= Edward Cronin (homeopath) =

Founder of the Plymouth Brethren

Edward Cronin (1 February 1801 – 1 February 1882) was a pioneer of homeopathy in England and one of the founders of the Plymouth Brethren movement.

==Life==
Cronin was born in 1801 in Cork, Ireland, before moving to Dublin for health reasons in about 1826. In Dublin, he studied medicine at the Meath Hospital, and later utilised his medical ability on Anthony Norris Groves' pioneering mission to Baghdad, Ottoman Empire – after the death of his first wife in 1829, Cronin went with Groves to administer medical support including dealing with an outbreak of plague. While in Iran and later India, he also dealt with cholera and typhus using homeopathic principles.

Cronin returned to England in 1836, where, as a medical practitioner, he became an early adopter of homeopathy in the UK – Cronin is estimated to be the fifth such practitioner to introduce homeopathy. He was a member of the English Homeopathic Association, and in 1858 he became the last man to become a Lambeth MD before the Medical Act 1858 abolished this particular qualification. Cronin remarried and settled in Brixton where he lived until his death in 1882.

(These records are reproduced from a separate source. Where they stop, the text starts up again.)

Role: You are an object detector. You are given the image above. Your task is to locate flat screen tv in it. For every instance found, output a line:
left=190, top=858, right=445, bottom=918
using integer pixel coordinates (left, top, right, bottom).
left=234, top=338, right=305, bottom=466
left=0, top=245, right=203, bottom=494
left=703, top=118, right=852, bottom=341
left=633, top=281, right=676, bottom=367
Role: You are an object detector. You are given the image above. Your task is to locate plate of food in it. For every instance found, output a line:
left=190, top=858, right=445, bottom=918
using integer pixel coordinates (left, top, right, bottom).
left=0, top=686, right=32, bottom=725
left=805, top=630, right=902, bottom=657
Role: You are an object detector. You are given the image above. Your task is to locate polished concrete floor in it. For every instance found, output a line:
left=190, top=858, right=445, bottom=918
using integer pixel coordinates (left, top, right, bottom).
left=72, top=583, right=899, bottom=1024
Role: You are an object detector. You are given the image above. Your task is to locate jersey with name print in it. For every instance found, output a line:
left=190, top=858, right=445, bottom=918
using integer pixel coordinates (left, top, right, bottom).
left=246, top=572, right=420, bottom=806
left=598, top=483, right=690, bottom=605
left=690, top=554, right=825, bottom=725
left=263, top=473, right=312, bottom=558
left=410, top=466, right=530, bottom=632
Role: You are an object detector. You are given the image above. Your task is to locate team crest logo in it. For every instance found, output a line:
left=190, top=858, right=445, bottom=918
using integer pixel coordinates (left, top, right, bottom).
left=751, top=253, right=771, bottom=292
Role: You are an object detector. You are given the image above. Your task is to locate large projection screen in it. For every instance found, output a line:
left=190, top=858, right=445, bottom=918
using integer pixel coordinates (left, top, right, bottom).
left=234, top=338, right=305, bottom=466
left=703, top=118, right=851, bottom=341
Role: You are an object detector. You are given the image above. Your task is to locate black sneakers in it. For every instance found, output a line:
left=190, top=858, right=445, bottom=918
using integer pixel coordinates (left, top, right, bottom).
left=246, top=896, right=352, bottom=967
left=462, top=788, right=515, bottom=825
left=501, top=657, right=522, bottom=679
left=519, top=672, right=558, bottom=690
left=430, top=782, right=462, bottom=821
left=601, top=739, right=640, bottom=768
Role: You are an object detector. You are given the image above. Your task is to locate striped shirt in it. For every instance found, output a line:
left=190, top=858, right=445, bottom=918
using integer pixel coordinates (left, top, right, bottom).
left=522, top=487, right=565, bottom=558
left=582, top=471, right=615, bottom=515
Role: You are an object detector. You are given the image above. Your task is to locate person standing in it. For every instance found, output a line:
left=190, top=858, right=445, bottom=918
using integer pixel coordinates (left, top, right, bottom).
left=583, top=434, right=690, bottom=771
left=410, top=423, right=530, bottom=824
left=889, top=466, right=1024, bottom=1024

Cronin's eldest son Eugene Francis Cronin also took up homeopathic practice, and another of his sons, Augustus Cronin became an honorary dentist to the London Homeopathic Hospital.

==Faith==
Originally a Roman Catholic, when Cronin moved to Dublin he sought membership with various dissenting churches in the area but was only admitted as a visitor. He began meeting with other Christians including Anthony Norris Groves, John Gifford Bellett and John Nelson Darby, whose conviction that the ordination of clergy was unnecessary and unscriptural, as well as his dispensationalist and premillennialist theology later became principal tenets of the Plymouth Brethren movement.

He remained faithful to this movement all his life, but one of his last actions was to precipitate a split in the already fractured movement. When a number of members of a failing assembly at Ryde had stopped attending the meeting, he travelled down and met with some of them and celebrated the Lord's Supper. A furious row erupted with different assemblies disagreeing about which side was right and therefore to be supported, with Darby, who had privately sympathised with him, attacking him in the strongest terms. The row escalated but was not resolved.